倒在一旁的机车、喧闹的人群、嘈杂的警笛声以及躺在地上满身鲜血的元昕构成了元霖绶眼前最触目惊心的一幕。
元昕很快就被送进了医院,虽然伤得不轻,但是好在最后还是被抢救了过来,只不过接下来的日子一直处于昏迷不醒的状态。
元霖绶离开医院的第一天没有回家,而是直接去了公安局,在得到批准以后调出了公路监控录像。
虽然撞到元昕的肇事司机已经自首,并且表示愿意支付医药费,但是元霖绶还是坚持要看监控录像。
元霖绶皱着眉头看完录像之后,回家换了一身衣服,然后拿着扳手出了门。
废弃的天桥底下,几辆机车一字排开,四五个染了头发的红男绿女或蹲或靠在一旁吞云吐雾,脸上忧愁隐约可见。
“现在怎么办?差点整出人命了。

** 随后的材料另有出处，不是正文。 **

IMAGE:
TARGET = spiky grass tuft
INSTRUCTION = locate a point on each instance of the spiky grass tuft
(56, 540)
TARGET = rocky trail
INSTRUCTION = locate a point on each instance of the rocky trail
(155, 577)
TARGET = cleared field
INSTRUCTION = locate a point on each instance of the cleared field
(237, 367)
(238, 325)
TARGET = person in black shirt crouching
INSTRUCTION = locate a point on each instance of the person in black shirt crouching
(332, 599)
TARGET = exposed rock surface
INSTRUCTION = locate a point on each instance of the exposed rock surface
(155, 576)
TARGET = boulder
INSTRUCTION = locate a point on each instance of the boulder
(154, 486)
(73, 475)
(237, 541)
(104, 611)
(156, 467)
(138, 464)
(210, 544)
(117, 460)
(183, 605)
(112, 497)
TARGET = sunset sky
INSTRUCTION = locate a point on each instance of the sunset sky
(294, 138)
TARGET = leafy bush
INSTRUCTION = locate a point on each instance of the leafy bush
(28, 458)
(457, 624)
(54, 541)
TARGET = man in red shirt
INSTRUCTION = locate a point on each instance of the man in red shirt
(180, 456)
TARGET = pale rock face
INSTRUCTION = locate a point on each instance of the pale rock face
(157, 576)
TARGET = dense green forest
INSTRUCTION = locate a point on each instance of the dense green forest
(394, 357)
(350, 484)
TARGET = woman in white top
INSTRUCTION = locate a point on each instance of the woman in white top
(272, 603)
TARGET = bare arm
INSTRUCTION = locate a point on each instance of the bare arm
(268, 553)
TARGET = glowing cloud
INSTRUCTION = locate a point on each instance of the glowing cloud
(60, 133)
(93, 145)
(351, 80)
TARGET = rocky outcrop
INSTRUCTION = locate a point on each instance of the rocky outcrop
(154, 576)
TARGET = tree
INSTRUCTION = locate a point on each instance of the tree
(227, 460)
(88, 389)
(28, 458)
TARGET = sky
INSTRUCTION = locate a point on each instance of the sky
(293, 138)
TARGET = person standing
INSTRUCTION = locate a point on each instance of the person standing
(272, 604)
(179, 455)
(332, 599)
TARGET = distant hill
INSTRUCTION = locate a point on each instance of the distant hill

”
“我没有参与。”
“钱你也拿了,签也抽了,你还想甩清责任?”
“事实如此,给元昕的车子动手脚的是阿吉,和我没关系。”
“哼,那当时你怎么不告诉她说她的车子被我弄坏了?拿钱倒是拿的挺开心。”
“要是司机不撞她的话,她顶多受个轻伤,也不会发生这样的事情,不过现在司机已经自首了,我们应该没事了吧……”一个女人的声音。
“可是,现在人还没醒过来,该不会变成植物人吧?”
“闭嘴,都别吵了。这次的事情就这么算了,以后不要提了。”
“那我们要不要去医院看看她?当时我们几个扔下她跑掉总觉得心里有些过意不去……”
众人七嘴八舌的说着,在他们视线无法触及的水泥桥墩后,一身黑衣黑裤的元霖绶静静地依靠在那里。他低垂着头,额间碎发遮挡住他眼睛,手里的扳手拖在地上。
不远处发生的谈话似乎对他没有任何的触动,他安静得仿佛死去一般,而另一边的对话还在继续。
“好,待会去医院外面的小摊买个果盘。”
“先别走,等我放个水。”
脚步越来越近,越来越近,直到来人完全的出现在元霖绶的面前时,他才微微抬了头,然后扯出一个残忍的笑容,眼里的阴郁和暴虐浓烈得吓人。
来人惊恐万状:“你想干什……”话还没说完,紧接着身上传来一阵钝痛,他痛苦地叫出了声。
这边的声音很快就惊动另一边的其他人,掐灭了手中的烟,纷纷跑了过来。
只见同伴痛苦地蜷缩在地上,一脸阴翳年轻男子正冷眼看着他们,他的一只脚还踩在同伴的身上。
元昕有个哥哥——这是他们一直都知道的事情,虽然没见过,但是看见元霖绶的样子,也不需要再作过多的猜想了。
几个人面面相觑,眼前情景让他们有几分发怵,也不知道刚才的谈话被听去了几分。但是很快,这种慌张的心情就又镇定下来,毕竟他们人多。
然而很快,现实就狠狠地甩了他们几个巴掌,他们知道元昕很能打,但没想到她哥哥也这么变态。
事实证明,他们所拥有的数量优势并没有什么卵用。
钢筋水泥浇筑的废弃天桥下,几个人横七竖八的躺着,血渍和哀嚎混在一起,站立其中的黑发青年面无表情地看着地上,神情冷漠。
元霖绶扔开手里的扳手,蹲下身捏住其中一个人的下巴,眼睑垂下来,语气温柔又残忍:“也许你们也想尝尝躺床上不能动弹的感觉,要不要我帮忙?打断腿怎么样?”
“不要打断我的腿!不是我们做的!” 其中一个胆子小一些的女孩子再也忍不住了,一边哭一边颤抖,“指使的人是瘦哥,给元昕车子动手脚的也不是我……”
“闭嘴!”被元霖绶捏着下巴的阿吉叱道。
元霖绶冷笑,加重了手上的力度,男子惨叫起来,声音尖锐刺耳,在空寂的天桥底下久久回荡。
众人顿时猛吸了一口凉气,耳边似乎传来了下颔骨碎裂的闷响。
元霖绶抬了抬眼皮,示意:“继续说。”
有了第一个站出来的人,再加上躺在地上哀叫的前车之鉴,众人再不敢隐瞒什么,纷纷为自己开解起来。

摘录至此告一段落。